The production of haemoglobin A, which is the principle type of haemoglobin in humans, is governed by 3 genes: HBA1, HBA2, and HBB. Each haemoglobin A molecule consists of two alpha and two beta chains, and mutations in either of the HBA or the HBB genes may result in abnormal haemoglobin molecules with reduced or diminshed function. Sickle cell diseaase arises from a single point mutation in the 6th codon of the beta-globin gene (HBB), which results in a valine instead of a glutamic acid in the haemoglobin beta-chain.

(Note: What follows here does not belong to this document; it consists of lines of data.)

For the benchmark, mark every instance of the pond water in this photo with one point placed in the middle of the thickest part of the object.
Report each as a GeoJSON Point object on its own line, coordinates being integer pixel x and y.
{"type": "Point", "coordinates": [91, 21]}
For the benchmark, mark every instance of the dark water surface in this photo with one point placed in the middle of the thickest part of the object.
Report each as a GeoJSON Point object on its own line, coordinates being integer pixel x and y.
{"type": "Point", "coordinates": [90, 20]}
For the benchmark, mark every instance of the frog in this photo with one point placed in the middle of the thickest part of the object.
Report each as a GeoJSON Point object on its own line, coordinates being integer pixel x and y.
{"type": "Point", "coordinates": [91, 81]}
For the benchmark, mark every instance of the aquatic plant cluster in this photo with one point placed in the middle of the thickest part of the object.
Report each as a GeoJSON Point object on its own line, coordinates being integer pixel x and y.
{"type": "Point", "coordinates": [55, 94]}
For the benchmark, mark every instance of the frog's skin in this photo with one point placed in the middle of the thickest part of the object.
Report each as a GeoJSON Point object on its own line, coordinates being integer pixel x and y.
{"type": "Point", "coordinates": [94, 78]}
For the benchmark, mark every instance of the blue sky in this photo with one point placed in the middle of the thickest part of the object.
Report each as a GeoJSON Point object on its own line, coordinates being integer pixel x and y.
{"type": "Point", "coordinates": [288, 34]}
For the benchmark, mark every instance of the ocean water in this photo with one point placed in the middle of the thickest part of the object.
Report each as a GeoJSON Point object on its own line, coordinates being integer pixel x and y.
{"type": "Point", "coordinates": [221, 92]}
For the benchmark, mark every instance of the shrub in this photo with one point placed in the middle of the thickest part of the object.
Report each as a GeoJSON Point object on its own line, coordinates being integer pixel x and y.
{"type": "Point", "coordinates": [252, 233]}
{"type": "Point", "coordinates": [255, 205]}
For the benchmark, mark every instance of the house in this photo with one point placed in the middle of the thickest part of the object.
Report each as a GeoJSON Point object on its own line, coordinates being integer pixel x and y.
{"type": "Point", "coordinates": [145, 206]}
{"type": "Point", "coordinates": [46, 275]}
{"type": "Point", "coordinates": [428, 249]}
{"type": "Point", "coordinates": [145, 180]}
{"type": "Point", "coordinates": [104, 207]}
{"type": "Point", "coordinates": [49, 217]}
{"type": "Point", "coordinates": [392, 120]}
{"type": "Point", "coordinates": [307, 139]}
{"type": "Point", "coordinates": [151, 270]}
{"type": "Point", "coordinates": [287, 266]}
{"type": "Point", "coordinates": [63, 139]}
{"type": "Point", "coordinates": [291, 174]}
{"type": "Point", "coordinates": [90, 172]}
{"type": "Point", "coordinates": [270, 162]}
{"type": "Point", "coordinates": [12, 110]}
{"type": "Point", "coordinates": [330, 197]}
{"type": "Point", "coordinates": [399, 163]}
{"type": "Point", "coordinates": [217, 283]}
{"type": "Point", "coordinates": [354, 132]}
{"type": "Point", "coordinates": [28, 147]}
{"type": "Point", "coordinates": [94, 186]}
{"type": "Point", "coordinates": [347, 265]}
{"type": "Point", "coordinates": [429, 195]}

Abnormal haemoglobin ultimately leads to anaemia as well as other symptoms, depending on the exact mutations present. Diseases caused by defective haemoglobin fall into a larger category of diseases known as the "haemoglobinopathies" which also include the thalassemias, a related group of diseases that are characterised by reduced or deficient rather than abnormal haemoglobin. 

Frequency:
Sickle cell disease affects approximately 100,000 individuals in the USA and more than 3 million worldwide
Official title:
A Phase I/II Study of GPH101 in Autologous CD34+ Hematopoietic Stem Cells to Convert HbS to HbA for Treating Severe Sickle Cell Disease
Who:

Principal investigator: Weston Miller, MD, Graphite Bio, Inc.

Partners:
Locations:

United States, Alabama

University of Alabama at Birmingham, Birmingham, Alabama, United States, 35294

 

United States, California

Lucile Packard Children's Hospital, Palo Alto, California, United States, 94304

 

United States, Missouri

Washington University, Saint Louis, Missouri, United States, 63110

Study start:
Nov. 15, 2021
Enrollment:
6 participants
Gene editing method:
CRISPR-Cas
Type of edit:
Gene disruption and gene correction
Gene:
Haemoglobin Subunit Beta (HBB)
Delivery method:
- Ex-vivo
Note:
GPH101 is now known as nula-cel
IndicatorIndicator
IND Enabling Pre-clinical
Phase I Safety
Phase II Safety and Dosing
Phase III Safety and Efficacy

Status: Terminated

Description

The CEDAR clinical trial will test the very first experimental treatment designed to correct a single nucleotide mutation (Adenosine --> Thymine [A-->T]) in autologous CD34+ haematopoietic stem cells that is the underlying cause of sickle cell disease. With targeted gene integration, GPH101 seeks to restore normal haemoglobin expression.

CEDAR is a Phase 1/2, multi-center, open-label clinical study designed to evaluate the safety, preliminary efficacy and pharmacodynamics of GPH101 in adult and adolescent patients with severe SCD.

GPH101 investigational therapy harnesses the power of CRISPR and DNA’s natural homology-directed repair mechanisms to cut out the mutation in the sickle globin gene and paste in the correct natural (wild-type) DNA sequence, with the aim of curing SCD through directly correcting the underlying disease-causing mutation and leading to the production of completely normal red blood cells.